De activiteiten in de Staat van bedrijfsactiviteiten voor gebieden met functiemenging bestaan uit de categorieën A, B of C met de volgende betekenis voor de toelaatbaarheid:

  • categorie A: activiteiten die zodanig weinig milieubelastend voor hun omgeving zijn, dat deze aanpandig aan woningen -in gebieden met functiemenging- kunnen worden uitgevoerd. De eisen uit het Bouwbesluit zijn daarbij toereikend;
  • categorie B: activiteiten die in een gemengd gebied kunnen worden uitgeoefend, echter met een zodanige milieubelasting voor hun omgeving dat zij bouwkundig afgescheiden van woningen en andere gevoelige functies dienen plaats te vinden;
  • categorie C: de activiteiten zoals genoemd onder B, waarbij door de relatief grote verkeers-aantrekkende werking een ontsluiting op de hoofdinfrastructuur is aangewezen.

Voor de toelaatbaarheid van deze activiteiten gelden de volgende randvoorwaarden:

  • het gaat om kleinschalige, ambachtelijke bedrijvigheid;
  • productie en/of laad- en loswerkzaamheden vinden alleen in de dagperiode plaats;
  • de activiteiten (inclusief opslag) vinden hoofdzakelijk inpandig plaats;
  • activiteiten uit categorie C beschikken daarnaast over een goede aansluiting op de hoofdinfrastructuur.

Naast deze randvoorwaarden zijn bij de selectie van de activiteiten de volgende criteria gehanteerd:

  • Voor categorie A gaat het om activiteiten in milieucategorie 1.
  • Voor categorie B gaat het om activiteiten:
  • in categorie 1 voor het aspect gevaar;
  • in maximaal categorie 2 voor de aspecten stof en geur;
  • in maximaal categorie 3.1 voor het aspect geluid;
  • met een index voor verkeer van maximaal 1G (goederen) en 2P (personen).
  • Voor categorie C gaat het om activiteiten zoals bij categorie B, echter met een index; voor verkeer van maximaal 2G (goederen) en 3P (personen)

Bij het samenstellen van de Staat van ‘Bedrijfsactiviteiten – functiemenging’, behorende bij het vigerende bestemmingsplan als bijlage van de regels, heeft gemeente Zoetermeer dus rekening gehouden met de richtafstanden die zijn afgestemd op omgevingstype gemengd gebied.

4.1.2 Toetsing.

Het initiatief betreft de realisatie van woningen en de mogelijkheid tot het vestigen van maatschappelijke en dienstverleningsfuncties op de begane grond.
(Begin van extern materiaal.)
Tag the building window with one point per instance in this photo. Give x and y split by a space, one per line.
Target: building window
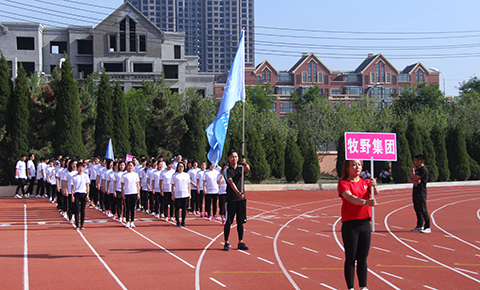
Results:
58 47
25 43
De locatie is omring door woningen waardoor de nieuwe woonfunctie binnen het gebied past. Wel dienen de nieuwe jongerenwoningen op gepaste afstand van bedrijven te worden gerealiseerd om de milieugebruiksruimte van bestaande bedrijven niet te beperken, en dienen de mogelijke maatschappelijke en dienstverleningsfuncties geen hinder te veroorzaken bij nabij gelegen woningen.

De dichtstbijzijnde bedrijvigheid nabij het wijzigingsgebied is op meer dan 100 meter gelegen. Inrichtingen die een grotere maximale richtafstand dan 100 meter in gemengd gebied bezitten behoren tot milieucategorie 4.2 of hoger. Dergelijke inrichtingen zijn niet toegestaan op basis van het vigerende bestemmingsplan, waarmee gewaarborgd dat omliggende bedrijven niet worden geschaad in hun bedrijfsvoering door de realisatie van woningen die deel uitmaken van het wijzigingsplan.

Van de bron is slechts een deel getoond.